# Support Vector Machines

Support Vector Machines (SVMs) are a powerful supervised learning algorithm used for both **classification** and **regression**. SVMs establish a hyperplane that separates the two classes by maximizing the margin.

In [None]:
%matplotlib inline

import matplotlib.pyplot as plt

from scipy import stats

import random
import seaborn

import numpy as np
import pandas as pd
import pylab as pl

import sklearn

from sklearn.tree import DecisionTreeClassifier
from sklearn.datasets import make_blobs, make_circles
from sklearn.model_selection import train_test_split

from sklearn.svm import SVC
from sklearn.metrics import accuracy_score, f1_score

seaborn.set()

## A Simple Example

In [None]:
X, y = make_blobs(n_samples=60, centers=2, random_state=0, cluster_std=0.60)
plt.scatter(X[:, 0], X[:, 1], c=y, s=50, cmap='spring')
plt.xlim(-1, 3.5);

We fit a support vector machine with a linear kernel.

In [None]:
clf = SVC(kernel='linear')
clf.fit(X, y)

We plot the decision boundary. In the following plot the dashed lines touch the *support vectors*, which are stored in the ``support_vectors_`` attribute of the classifier.

In [None]:
def plot_svc_decision_function(clf, ax=None):
    """Plot the decision function for a 2D SVC"""
    if ax is None:
        ax = plt.gca()
    x = np.linspace(plt.xlim()[0], plt.xlim()[1], 30)
    y = np.linspace(plt.ylim()[0], plt.ylim()[1], 30)
    Y, X = np.meshgrid(y, x)
    P = np.zeros_like(X)
    for i, xi in enumerate(x):
        for j, yj in enumerate(y):
            P[i, j] = clf.decision_function([[xi, yj]])
    # plot the margins
    ax.contour(X, Y, P, colors='k', levels=[-1, 0, 1], alpha=0.5, linestyles=['--', '-', '--'])
    
plt.scatter(X[:, 0], X[:, 1], c=y, s=50, cmap='spring')
plot_svc_decision_function(clf)

We additoonally highlight the support vectors

In [None]:
plt.scatter(X[:, 0], X[:, 1], c=y, s=50, cmap='spring')
plt.scatter(clf.support_vectors_[:, 0], clf.support_vectors_[:, 1], s=200, facecolors='none',edgecolors="black");
plot_svc_decision_function(clf)

The dataset above was non-overlapping (or linearly separable), which means we could come up with a hyperplane that separated the dataset perfectly. Let us now consider a dataset where no perfect separation is possible. In this case the SVM tries to minimize the datapoints lying on the wrong side of the hyperplane. These datapoints are considered support vectors as well.

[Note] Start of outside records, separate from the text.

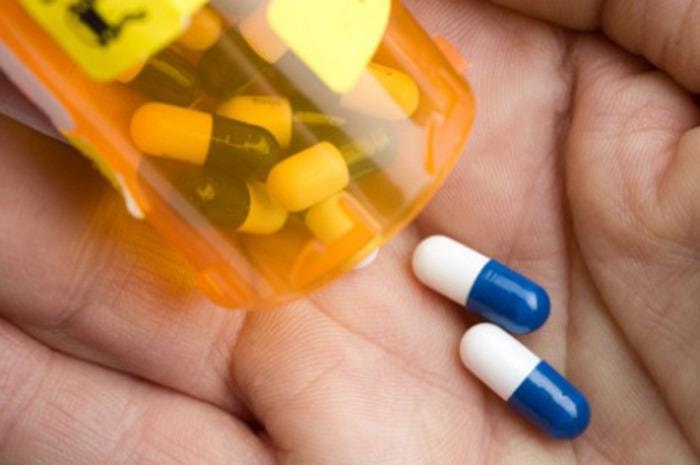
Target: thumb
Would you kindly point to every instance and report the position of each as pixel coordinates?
(665, 33)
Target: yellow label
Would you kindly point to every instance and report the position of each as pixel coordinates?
(109, 37)
(335, 38)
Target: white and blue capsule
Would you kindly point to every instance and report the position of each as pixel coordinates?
(484, 286)
(527, 383)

At first, we generate the datapoints of the first class by sampling from a normal distribution with standard deviation 1.3 and mean (2,4)

In [None]:
num_entries=100
X=np.zeros((2*num_entries,2))

for i in range(0,num_entries):
    X[i,0]=np.random.normal()*1.3+2
    X[i,1]=np.random.normal()*1.3+4
y = num_entries*[0]

Next, we sample the data points from the second class with standard deviation 1.0 and mean (1,0). 

In [None]:
for i in range(num_entries,2*num_entries):
    X[i,0]=np.random.normal()+1
    X[i,1]=np.random.normal()
y2 = num_entries*[1]

Let us combine the class vectors `y` and `y2`

In [None]:
y.extend(y2)

assert len(X) == len(y)

Let us visualize the generated data

In [None]:
plt.scatter(X[:, 0], X[:, 1], c=y, s=50, cmap='spring')
_ = plt.xlim(-1, 3.5)

Now fit a linear SVM to find the best separating hyperplane.

In [None]:
clf = SVC(kernel='linear')
clf.fit(X, y)

Let us again visualize the hyperplane and the support vectors.

In [None]:
plt.scatter(X[:, 0], X[:, 1], c=y, s=50, cmap='spring')
plt.scatter(clf.support_vectors_[:, 0], clf.support_vectors_[:, 1], s=200, facecolors='none',edgecolors="black");
plot_svc_decision_function(clf)
_ = plt.xlim(-1, 3.5)

## Support Vector Machine with Kernels

Kernels are useful when the decision boundary is not linear. A Kernel is a similarity measure of two data points after projection to some higher dimensional space. Let us generate a data set that is even less linearly separable than the one before.

In [None]:
X_circles, y_circles = make_circles(100, factor=.1, noise=.1)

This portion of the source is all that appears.